Last modification: 28-Nov-10
After all this background discussion in part 1, it’s time to get more concrete about actual problems and possible solutions…
Issue #1: Great photo – wrong article
Photo of Plaza_de_España (Seville) that was accidentally linked to Alcázar of Seville instead. powered by Fotopedia
A photo can accidentally be attached to an inappropriate article. Although the ranking system might ultimately fix this, it is more practical to inform the Fotopedia staff.
Nevertheless, “being” an encyclopedia requires a lot of focus on reliability. An extreme example is the Fotopedia article on Luxor Temple in Egypt: when I checked, at least 7 of the 14 Top pictures for Luxor Temple showed various other temples in the Luxor area. Luxor Temple, however, is quite large so the most convincing way to prove an image is not of Luxor Temple is to prove that it depicts another well-known temple (e.g. Karnak, etc.). Although an error rate of at 50% is unusally high, my estimate that a few percent of travel photos are incorrectly classifed, and that more are correct, but imprecise.
What might have caused the errors in this case:
- There are several ancient temples in/near Luxor (collectively known as “Ancient Thebes with its necropolis” in the Heritage project). People usually visit multiple temples on the same day, they look similar and the photographer needs to check closely (e.g. capture times) to determine which photo was taken where.
- Only one temple at Luxor is known as Luxor Temple, while the others may have been correctly keyworded as “Luxor” and “temple”.
- Many photos show just a fragment of the subject (here is an example which I suspect is actually from Medinet Habu).
The incorrect photos may actually all be fine photos and thus receive high rating like the above example from Seville (that was “right city, wrong building”). Many ratings will be from people who are not very familiar with the subject and so will simply assume that the images are classified correctly. For some topics the risk of errors may be lower (baseball, Venice, Rolls Royce) and for others it is higher (animal species, buildings, mountains, saints). So some suggestions how this might be avoided..

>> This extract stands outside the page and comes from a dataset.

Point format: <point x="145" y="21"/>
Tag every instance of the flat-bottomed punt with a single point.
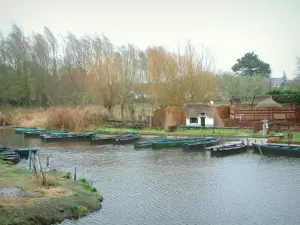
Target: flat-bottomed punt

- Encourage providing captions and links. A photo with a filled in caption or linked to more than one article should generally be rewarded. The photo is better documented, and thus has more value to encyclopedia users (e.g. students, enthusiasts, maybe occasional scholars). I expect that more attention to documenting pictures will raise awareness about information accuracy – and make it easier to detect errors.
The goal of documenting images better is to be able to distinguish between “Mount Baker is the mountain on the left” and “View from Mount Baker”. And to give both voters and users of the photo more reliable information than having to guess based on the article where they found the photo.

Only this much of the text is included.